Each of these men deployed these skills in the early years with the mission of building a company; they used these skills in their later years with a view to sustaining it.
On a whimsical note, Berkshire and the Marmon Group share a pedigree of nomenclature. The words Berkshire and Marmon are historical anachronisms: Berkshire Hathaway is a long-defunct textile company and Marmon a long-defunct automaker. In 1964, when Colson acquired Marmon-Herrington, it adopted “the Marmon Group” as its corporate name. The choice was an inspired bit of Americana. At the first Indianapolis 500 auto race in 1911, the winning car was made by Marmon Motor Car Company, a producer of high-end automobiles.
Every company is unique, of course, and there are important differences between Berkshire and Marmon. Concerning acquisitions, for example, the Pritzkers used the Marmon Group to engage in hostile takeovers. Berkshire forswears them, as we know from examples like Berkshire riding in as a white knight to save Scott Fetzer from a raid by Ivan Boesky and, during the heyday of hostile takeovers in the 1980s, acquiring white squire positions in several companies to provide a takeover defense.

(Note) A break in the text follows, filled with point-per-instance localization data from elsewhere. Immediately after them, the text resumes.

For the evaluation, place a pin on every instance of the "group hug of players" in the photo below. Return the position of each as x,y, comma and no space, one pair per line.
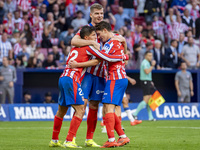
96,73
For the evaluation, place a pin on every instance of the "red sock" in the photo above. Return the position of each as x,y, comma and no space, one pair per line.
120,118
104,121
91,123
110,123
75,123
56,127
118,127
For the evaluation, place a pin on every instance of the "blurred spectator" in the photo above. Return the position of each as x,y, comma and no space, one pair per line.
56,53
191,54
177,28
137,35
46,36
128,7
39,55
7,78
71,9
23,5
27,34
186,19
140,7
197,29
33,62
43,11
8,23
27,97
171,55
79,21
120,18
194,12
191,4
48,98
169,16
86,10
151,8
179,5
24,21
158,27
16,37
31,48
9,6
181,42
158,55
65,38
184,84
5,48
2,11
59,19
19,63
49,62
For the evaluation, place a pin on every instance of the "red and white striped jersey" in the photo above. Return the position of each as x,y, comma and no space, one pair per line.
17,48
83,54
116,70
158,27
98,70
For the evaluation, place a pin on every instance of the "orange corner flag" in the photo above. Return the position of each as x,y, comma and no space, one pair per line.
156,100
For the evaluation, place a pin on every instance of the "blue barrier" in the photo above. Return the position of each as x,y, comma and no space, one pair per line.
46,112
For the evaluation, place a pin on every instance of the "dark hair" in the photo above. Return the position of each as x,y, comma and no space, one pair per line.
172,41
148,44
103,25
95,6
135,46
86,31
147,52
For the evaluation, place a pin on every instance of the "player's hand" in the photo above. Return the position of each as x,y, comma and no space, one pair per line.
11,84
179,93
132,81
118,38
191,93
153,63
96,45
72,64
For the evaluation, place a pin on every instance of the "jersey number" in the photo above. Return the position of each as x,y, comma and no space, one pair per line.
75,52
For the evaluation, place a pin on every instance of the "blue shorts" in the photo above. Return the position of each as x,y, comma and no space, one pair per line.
93,87
70,92
114,91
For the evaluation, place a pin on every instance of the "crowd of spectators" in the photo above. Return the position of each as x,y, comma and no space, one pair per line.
38,33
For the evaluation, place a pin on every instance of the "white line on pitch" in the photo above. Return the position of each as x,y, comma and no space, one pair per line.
172,127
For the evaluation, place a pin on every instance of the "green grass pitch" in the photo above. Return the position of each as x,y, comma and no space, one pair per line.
159,135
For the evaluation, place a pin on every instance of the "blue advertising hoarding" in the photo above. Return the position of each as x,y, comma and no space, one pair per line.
46,112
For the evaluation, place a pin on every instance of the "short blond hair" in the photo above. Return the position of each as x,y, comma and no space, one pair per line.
95,6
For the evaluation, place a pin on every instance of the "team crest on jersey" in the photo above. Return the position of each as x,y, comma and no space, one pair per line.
107,47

The Marmon Group engaged in bidding auctions for target companies, a practice Berkshire also generally avoids. For example, in 1995, the Marmon Group topped a competing bid for Atlas Steel, a specialty steel maker in Asia. In doing so, however, Bob Pritzker stressed a Marmon/Berkshire commonality: “We’re in it usually for the long run. We don’t just buy and sell companies.”29 Similarly, the Pritzkers sought turnaround situations, which Berkshire does not. Bob had the industrial engineering skills to make such an approach sensible from an operations standpoint, and Jay had the financial astuteness to assure related profitability. Berkshire has avoided turnaround situations because they are outside Buffett’s circle of competence—and he stresses that few have the skill. The Pritzkers were in this rare group.

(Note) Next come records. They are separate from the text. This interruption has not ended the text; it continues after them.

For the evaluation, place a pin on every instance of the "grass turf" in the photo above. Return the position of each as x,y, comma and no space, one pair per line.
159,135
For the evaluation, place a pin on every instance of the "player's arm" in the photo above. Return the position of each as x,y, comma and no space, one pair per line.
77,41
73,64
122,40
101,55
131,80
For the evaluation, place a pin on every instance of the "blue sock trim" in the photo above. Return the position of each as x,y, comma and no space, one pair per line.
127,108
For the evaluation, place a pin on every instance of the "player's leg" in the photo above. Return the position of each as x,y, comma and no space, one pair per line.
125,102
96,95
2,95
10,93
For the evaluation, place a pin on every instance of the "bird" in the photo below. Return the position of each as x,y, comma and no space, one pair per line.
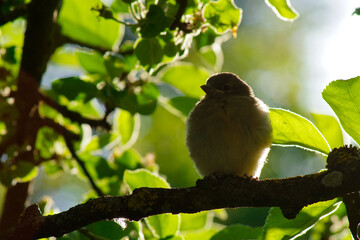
229,132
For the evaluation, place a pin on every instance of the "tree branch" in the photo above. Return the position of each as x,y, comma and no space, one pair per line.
18,11
74,116
210,193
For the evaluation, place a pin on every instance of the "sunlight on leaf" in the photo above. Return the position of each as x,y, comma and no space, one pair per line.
343,96
223,15
283,9
291,129
187,78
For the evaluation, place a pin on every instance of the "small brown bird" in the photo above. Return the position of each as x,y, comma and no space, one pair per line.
229,130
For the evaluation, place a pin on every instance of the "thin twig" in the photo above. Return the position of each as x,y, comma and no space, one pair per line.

Concerning investors, the Marmon Group was privately owned—entirely by the Pritzkers—whereas Berkshire is a public company. Were Berkshire also privately held, the precedent of the Marmon Group surviving its founders would be a definitive basis for predicting the same for Berkshire after Buffett. While the precedent does not make such a definitive case, the Marmon Group’s cultural features have contributed to its longevity, even as its ownership structure has changed from being privately held to being the subsidiary of a public company.

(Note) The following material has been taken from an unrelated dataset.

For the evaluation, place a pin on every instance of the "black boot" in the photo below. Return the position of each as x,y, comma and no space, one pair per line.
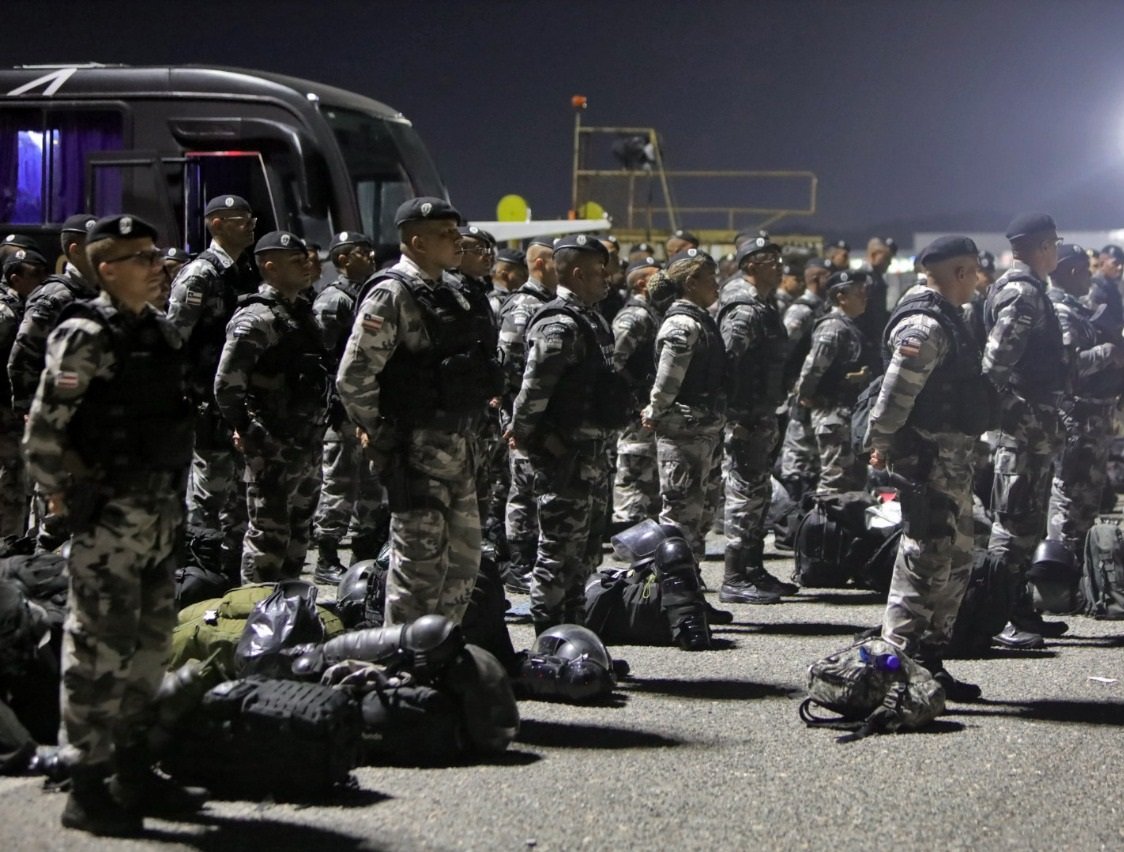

Even so, the post-Pritzker Marmon Group provides one potential model for the post-Buffett Berkshire Hathaway. The incremental changes that Nichols and Ptak made in the post-Pritzker years, with a few autonomous companies housing eleven divisions today, made the Marmon Group more manageable for newcomers and helped focus acquisitions and other growth strategies. While Berkshire has not imposed such order, it has the blueprint for such an organizational structure in the way that Buffett presents the subsidiaries in Berkshire’s annual report: insurance; regulated/capital-intensive businesses; finance; and manufacturing, retail, and services. The Marmon Group also offers an in-house professional services firm to group members wishing to delegate back-office tasks; it handles accounting, budgeting, human resources, finance, and legal tasks. Berkshire delegates these functions to each subsidiary, although there is a centralized accounting and auditing system that could be replicated to provide other functions.
Finally, the Marmon Group’s acquisitions were made with retained earnings from its industrial companies and reinvested in other industrial companies. In contrast, Berkshire generates large amounts of capital from insurance operations and invests the results not only in wholly owned subsidiaries but in minority stakes of other public corporations and some private ones. While not defining Berkshire culture as wholly owned subsidiaries do, some portfolio investments shed light on the concept of corporate culture and help us understand Berkshire culture. The next chapter will look at some of the more illuminating investments in Berkshire’s portfolio.
13
Berkshire’s Portfolio
When Berkshire was negotiating to acquire Burlington Northern Santa Fe Railway, Roger Nober, the railroad’s general counsel, observed that Berkshire’s other rail investments could pose regulatory concerns.1 Buffett readily agreed to divest any stock investments as necessary, and Berkshire soon sold its 1 percent stake in Norfolk Southern Corporation and 2 percent position in union Pacific Railroad Co.2 He would not have agreed to sell a subsidiary to satisfy the same regulatory concerns. Similarly, if Berkshire faced insurance claims exceeding cash reserves, the stocks would be liquidated first, before any subsidiary. For Berkshire culture, relative permanence is just one of many differences between its controlled subsidiaries and the minority stock positions held in its portfolio.